Forty-seven, forty-six, forty-five . . .

Sweating.

Pull, pull, pull.

On thirty-three Wendy Weiser strolled into the room.

“Hey, Donnie.”

“Yo, Doctor.”

“How you feeling today?”

“Nifty.” Buffett kept a nifty smile on his face.

Phantom pain, phantom smile. Fair enough, huh?

She pulled up the chair in that way of hers and dropped into it, like she was sitting on her boyfriend’s lap. He thought of it as charming. He was not quite sure if that word fit or how someone can sit charmingly but that’s what he thought. He had been here two or three days now and he’d had five dreams about her already. Sometimes, when he was awake, he fantasized about her, he thought about the way she sat down, the way she kept her legs spread slightly when she sat, the way she slouched, which hid the shape of her breasts, the way her panty hose would rustle, the lab coat would fall . . . He did not let the fantasies get beyond that point.

Dr. Weiser was the only thing that troubled him about killing himself. He hoped she wouldn’t be the one to find his body.

“You want something to drink?”

“Scotch. Glenfiddich. Aged twelve years. Neat.”

Snappy Donnie, snappy jokes.

“OJ?”

“I’ll pass.”

She opened his chart. “I see we’ve got you lined up for more tests over the next couple days. There still isn’t much to report. Spinal shock is slowly subsiding.”

Weiser then did some poking and probing of her own and went through the same neuro exams that Gould had done a few days before. When he touched his nose she said, “Good,” the same way Gould had, and though he wished her version meant something more than his, it clearly didn’t. She made a notation on his chart, sat back, then lit a cigarette.

“You cut yourself,” she said.

He nodded, avoiding her eyes. He pushed a dangling handle of the jump rope out of the way.

“I . . .” His words stopped.

“I know how anxious you are to find out about your recovery,” she said kindly. “But until the shock subsides, all you can do is hurt yourself doing something like that. You could get a bad infection. Hospitals are filthy. They’re full of bacteria.”

“Sepsis,” Donnie whispered desperately.

“Sepsis.” She studied him for a moment then said, “You want to know about sex.”

“I want to . . .” He nodded, then confessed, “I wanted to see if I could feel anything. Down there.”

She told him it was too early to know much. But she agreed to tell him a few things. Weiser added, “I don’t have much time now. I’m going away for a couple days.”

His heart choked. She was leaving him.

The Terror at least was pleased at this news and pawed Buffett mercilessly as he sweated and clung to the gingham jump rope.

“Where you going?” he asked, to take his mind off the Terror’s maul.

“I have a place at Lake of the Ozarks.”

“You married?”

“I’m divorced.”

He remembered she had mentioned that.

Weiser added, “I have a boyfriend.”

“I go down there some. Horses. A lot of horses, I remember . . . And trees.” A vague memory came to him, then vanished.

“Unfortunately, Donnie, there are no short answers to the sexual aspects of SCI.”
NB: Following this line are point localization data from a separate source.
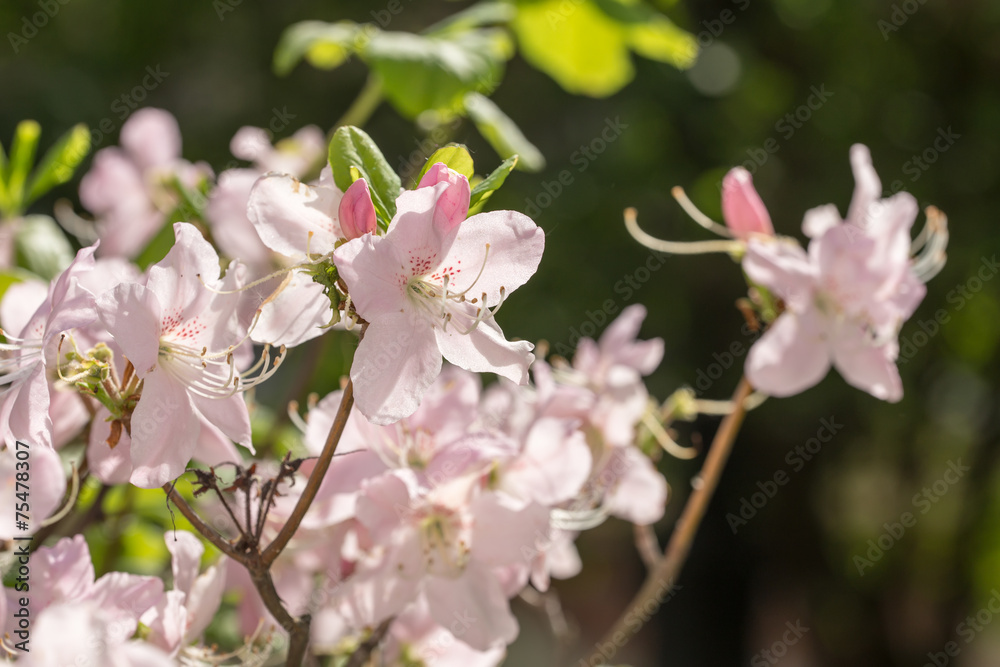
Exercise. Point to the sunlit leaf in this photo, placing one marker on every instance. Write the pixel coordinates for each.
(584, 45)
(324, 45)
(60, 162)
(483, 190)
(502, 133)
(354, 155)
(41, 246)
“ ‘Aspect’ . . . You doctors use funny words.” For an instant his facade cracked. She paused as she noticed the blip of anger in his face. His smile returned.

“You worry about it a lot?”

“What the hell else is there to do?” He grinned. “I stare at Vanna White’s tits all day long.”

Weiser laughed. “We know from the location and nature of the trauma that you won’t be able to walk again, Donnie. At least not with the state of the technology now. But sexual dysfunction is still an open question in this stage of your recovery.”

Dis function, dat function . . .

Buffett was hugely disappointed in her. She was bullshitting him. Partnership? A good team? Crap.

“Even in the worst case there’s a lot we can do.”